Pihak berwenang mengatakan mereka sedang menyelidiki laporan bahwa bendera Tentara Pembebasan Baluch telah dikibarkan di kediaman tersebut. Kelompok militan tersebut adalah salah satu dari beberapa faksi yang memperjuangkan kemerdekaan.

“Ini adalah serangan simbolis terhadap gagasan tersebut,” kata Raza Rumi, direktur Jinnah Institute yang berbasis di Islamabad.

Sekretaris Jenderal PBB Ban Ki-moon mengutuk serangan tersebut dalam sebuah pernyataan, dengan mengatakan “tidak ada alasan yang dapat membenarkan kekerasan semacam itu.”

Kekerasan yang terjadi pada hari Sabtu menjadi tantangan besar bagi Sharif dan Ketua Menteri Baluchistan yang baru, Abdul Maalik Baloch.

Lashkar-e-Jhangvi terkait dengan al-Qaeda dan telah ditetapkan sebagai organisasi teroris asing oleh AS, namun mereka beroperasi dengan relatif mudah di provinsi Punjab yang berpenduduk padat. Perdana menteri baru Pakistan dituduh bersikap lunak terhadap militan yang menggunakan provinsi yang dikuasai partainya selama lima tahun terakhir sebagai basisnya.

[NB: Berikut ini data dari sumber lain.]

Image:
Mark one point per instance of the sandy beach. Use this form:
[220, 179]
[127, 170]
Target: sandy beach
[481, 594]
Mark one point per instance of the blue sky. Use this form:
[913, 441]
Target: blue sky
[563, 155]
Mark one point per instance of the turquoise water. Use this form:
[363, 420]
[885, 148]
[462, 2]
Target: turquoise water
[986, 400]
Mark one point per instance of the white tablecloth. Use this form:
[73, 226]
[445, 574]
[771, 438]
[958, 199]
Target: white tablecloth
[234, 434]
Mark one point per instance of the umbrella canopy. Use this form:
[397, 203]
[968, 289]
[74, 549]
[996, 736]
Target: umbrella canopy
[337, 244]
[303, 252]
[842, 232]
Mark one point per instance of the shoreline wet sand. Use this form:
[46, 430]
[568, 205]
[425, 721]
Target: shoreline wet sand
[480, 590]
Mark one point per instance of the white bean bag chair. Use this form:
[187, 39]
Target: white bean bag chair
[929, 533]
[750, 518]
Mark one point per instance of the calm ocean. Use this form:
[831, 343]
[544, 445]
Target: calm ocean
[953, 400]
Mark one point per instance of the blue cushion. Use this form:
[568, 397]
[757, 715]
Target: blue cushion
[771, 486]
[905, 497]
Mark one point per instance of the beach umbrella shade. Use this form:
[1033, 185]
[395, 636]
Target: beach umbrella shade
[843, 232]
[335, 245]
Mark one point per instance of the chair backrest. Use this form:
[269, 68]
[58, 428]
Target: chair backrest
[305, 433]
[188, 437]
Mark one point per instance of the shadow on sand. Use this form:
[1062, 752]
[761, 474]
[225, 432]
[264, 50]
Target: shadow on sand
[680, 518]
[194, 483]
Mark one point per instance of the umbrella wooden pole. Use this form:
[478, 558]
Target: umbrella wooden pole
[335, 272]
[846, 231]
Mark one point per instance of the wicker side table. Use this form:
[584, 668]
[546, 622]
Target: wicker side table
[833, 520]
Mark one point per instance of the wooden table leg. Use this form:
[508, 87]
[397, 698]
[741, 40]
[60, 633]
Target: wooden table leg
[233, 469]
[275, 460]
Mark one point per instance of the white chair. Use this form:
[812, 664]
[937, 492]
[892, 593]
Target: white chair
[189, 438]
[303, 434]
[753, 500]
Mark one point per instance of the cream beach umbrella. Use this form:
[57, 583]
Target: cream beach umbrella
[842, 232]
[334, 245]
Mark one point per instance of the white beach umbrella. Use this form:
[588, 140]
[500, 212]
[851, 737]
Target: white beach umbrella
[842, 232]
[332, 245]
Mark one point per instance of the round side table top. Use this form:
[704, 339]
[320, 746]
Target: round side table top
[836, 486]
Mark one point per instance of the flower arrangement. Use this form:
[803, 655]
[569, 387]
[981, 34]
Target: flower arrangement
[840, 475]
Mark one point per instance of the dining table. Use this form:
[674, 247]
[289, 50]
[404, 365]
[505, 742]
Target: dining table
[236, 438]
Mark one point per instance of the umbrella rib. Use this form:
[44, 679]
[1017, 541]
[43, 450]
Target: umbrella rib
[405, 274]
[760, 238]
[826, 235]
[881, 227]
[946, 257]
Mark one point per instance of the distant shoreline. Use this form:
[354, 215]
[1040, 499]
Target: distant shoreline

Partai Baloch adalah salah satu dari banyak partai yang memboikot pemilu provinsi tahun 2008, namun ia dan partai lainnya memutuskan untuk berpartisipasi dalam pemungutan suara tanggal 11 Mei dalam upaya memenangkan perubahan melalui kotak suara dan bukan melalui kekerasan.

Kelompok separatis etnis Baluch berusaha menggagalkan pemilu dengan melakukan kampanye kekerasan yang menyasar sesama warga Baluch, yang menganggap kelompok separatis itu pengkhianat karena ikut serta dalam pemilu.

Banyak warga Baluch juga memandang pasukan keamanan Pakistan dengan rasa tidak percaya yang mendalam karena kampanye represif terhadap separatis yang dilakukan oleh tentara paramiliter dan agen intelijen.